This study revealed that out of 505 research participants, 57.4% (n = 290) were females while 42.6% (n = 215) were males. This result can be explained by a sedentary lifestyle which is notably more accentuated in female individuals compared to males as reported by a previous study [13]. A significant relationship was observed between married individuals and diabetes status. A previous study reported that poor marital quality is associated with many different indicators of poor health such as diabetes [14]. The relationship between marital status and glycaemic control, in particular, the effect of marriage on the onset of diabetes, could probably be due to the pathophysiological and therapeutic characteristics of the disease [15]. Concerning the profession and the diabetes status, a significant difference was observed concerning housewives and retired individuals. The majority of diabetic patients were housewives, followed by retired public servants. This can be explained by the fact that these two categories of the population have a lifestyle of their own, generally characterized by a sedentary lifestyle, an unbalanced diet, travel by motorbike or vehicle even over short distances, and lack of physical activity [16]. A study from Jeddah, Saudi Arabia, indicated that nonsmoker housewives are considered the high-risk group of developing obesity among diabetic patients [17]. Regarding the level of education, the low intellectual level of our study population will justify their lack of knowledge about diabetes and its prevention methods. This may explain the fact that for our study, the majority of diabetics had a first school-leaving certificate followed by participants who completed their education level in primary school and without a diploma. This result is inconsistent with that of Agardh and colleagues in Sweden who demonstrated a considerable burden of diabetes mellitus attributed to lower educational levels in Sweden [18].

This study indicated that the majority of diabetic individuals belonged to the age group between 41 and 60 years. In fact, the Pearson correlation analysis indicated a significant positive correlation between age and diabetes. This is similar to the results obtained in other regions of sub-Saharan Africa and other developing countries such as Ghana [19]. In developed countries like the USA, the correlation was most in the patients who had over the age of 60 years [20]. This can be explained by the fact that it is the category of the socially active population that is easily exposed to certain environmental factors such as the use of alcohol and tobacco, which are the risk factor of diabetes.

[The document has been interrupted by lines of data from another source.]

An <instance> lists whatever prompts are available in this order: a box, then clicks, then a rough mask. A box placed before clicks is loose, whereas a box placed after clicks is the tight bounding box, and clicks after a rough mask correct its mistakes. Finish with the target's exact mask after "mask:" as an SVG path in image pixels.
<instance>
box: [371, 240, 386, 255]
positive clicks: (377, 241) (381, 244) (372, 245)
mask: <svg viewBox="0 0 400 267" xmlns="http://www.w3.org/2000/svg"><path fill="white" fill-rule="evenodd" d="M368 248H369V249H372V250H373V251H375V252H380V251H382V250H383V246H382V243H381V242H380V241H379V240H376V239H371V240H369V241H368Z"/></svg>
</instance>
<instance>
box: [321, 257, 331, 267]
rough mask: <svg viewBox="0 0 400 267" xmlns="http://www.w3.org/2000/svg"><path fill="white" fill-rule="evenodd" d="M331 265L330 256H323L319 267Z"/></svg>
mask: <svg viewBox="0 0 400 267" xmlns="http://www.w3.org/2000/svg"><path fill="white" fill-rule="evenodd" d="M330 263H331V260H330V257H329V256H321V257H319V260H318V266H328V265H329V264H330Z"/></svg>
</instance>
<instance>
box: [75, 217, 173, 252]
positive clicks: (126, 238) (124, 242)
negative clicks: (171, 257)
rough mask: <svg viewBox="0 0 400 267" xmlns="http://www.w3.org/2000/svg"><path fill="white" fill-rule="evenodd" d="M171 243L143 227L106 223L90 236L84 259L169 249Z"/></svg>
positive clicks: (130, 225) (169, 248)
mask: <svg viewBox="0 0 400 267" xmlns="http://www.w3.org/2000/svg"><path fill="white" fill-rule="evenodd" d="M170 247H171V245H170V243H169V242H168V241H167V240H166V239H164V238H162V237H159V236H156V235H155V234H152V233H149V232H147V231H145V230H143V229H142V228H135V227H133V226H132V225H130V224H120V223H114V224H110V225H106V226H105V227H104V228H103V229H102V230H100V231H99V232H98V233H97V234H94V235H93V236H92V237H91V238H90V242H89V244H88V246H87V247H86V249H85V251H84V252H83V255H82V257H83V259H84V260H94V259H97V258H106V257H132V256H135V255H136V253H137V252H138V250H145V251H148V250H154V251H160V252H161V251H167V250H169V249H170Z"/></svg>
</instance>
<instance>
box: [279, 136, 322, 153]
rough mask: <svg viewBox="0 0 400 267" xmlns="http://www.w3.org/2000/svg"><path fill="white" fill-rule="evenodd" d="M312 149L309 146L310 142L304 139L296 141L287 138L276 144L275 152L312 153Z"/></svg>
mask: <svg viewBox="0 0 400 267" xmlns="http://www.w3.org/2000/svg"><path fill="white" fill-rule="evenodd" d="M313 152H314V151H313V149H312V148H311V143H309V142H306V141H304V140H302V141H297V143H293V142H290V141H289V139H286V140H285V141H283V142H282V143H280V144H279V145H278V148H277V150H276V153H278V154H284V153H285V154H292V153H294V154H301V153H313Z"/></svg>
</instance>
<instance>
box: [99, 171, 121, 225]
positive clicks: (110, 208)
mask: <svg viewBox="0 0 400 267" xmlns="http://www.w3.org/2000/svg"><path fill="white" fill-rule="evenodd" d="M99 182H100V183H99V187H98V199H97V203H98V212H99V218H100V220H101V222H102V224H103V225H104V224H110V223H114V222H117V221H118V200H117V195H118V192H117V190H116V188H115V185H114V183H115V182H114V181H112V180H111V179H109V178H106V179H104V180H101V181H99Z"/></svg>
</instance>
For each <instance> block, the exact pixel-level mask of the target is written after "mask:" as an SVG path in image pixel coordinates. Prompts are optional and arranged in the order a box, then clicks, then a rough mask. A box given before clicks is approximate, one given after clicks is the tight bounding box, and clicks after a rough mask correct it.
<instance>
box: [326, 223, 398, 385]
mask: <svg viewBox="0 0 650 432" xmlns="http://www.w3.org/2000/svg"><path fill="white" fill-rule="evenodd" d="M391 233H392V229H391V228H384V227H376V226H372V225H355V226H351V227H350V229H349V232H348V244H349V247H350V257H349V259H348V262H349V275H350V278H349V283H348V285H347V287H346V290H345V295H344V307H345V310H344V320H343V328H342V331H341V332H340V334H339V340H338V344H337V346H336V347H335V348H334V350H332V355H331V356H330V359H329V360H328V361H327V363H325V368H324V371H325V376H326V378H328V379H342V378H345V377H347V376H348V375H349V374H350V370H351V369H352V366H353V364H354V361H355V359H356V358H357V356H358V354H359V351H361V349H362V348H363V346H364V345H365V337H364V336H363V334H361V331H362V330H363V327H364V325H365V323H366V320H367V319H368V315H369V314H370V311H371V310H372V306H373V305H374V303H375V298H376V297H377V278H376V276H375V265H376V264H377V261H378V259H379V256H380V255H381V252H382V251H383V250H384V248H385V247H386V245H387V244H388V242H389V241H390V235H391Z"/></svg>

About the clinical characteristics of the diabetic and nondiabetic subjects, all clinical parameters were significantly associated with diabetes, except the development of fever and urinary leakage. Diabetic patients in the study population reported having dysuria, characteristic of their type of diabetes. Diabetes status explains the fact that diabetic patients had an odds of 5.52 of experiencing a urinary urge compared to controls and also had an odds of 5.64 of developing obesity compared to controls. Diabetes and urologic pathologies are very common health problems [21]. A recent study has shown that diabetes mellitus independently increases the risk of urinary incontinence in women [22]. Urologic pathologies due to diabetes are a serious kidney-related complication of type 1 diabetes and type 2 diabetes. It affects individuals' kidneys' ability to do their usual work of removing waste products and extra fluid from your body [23].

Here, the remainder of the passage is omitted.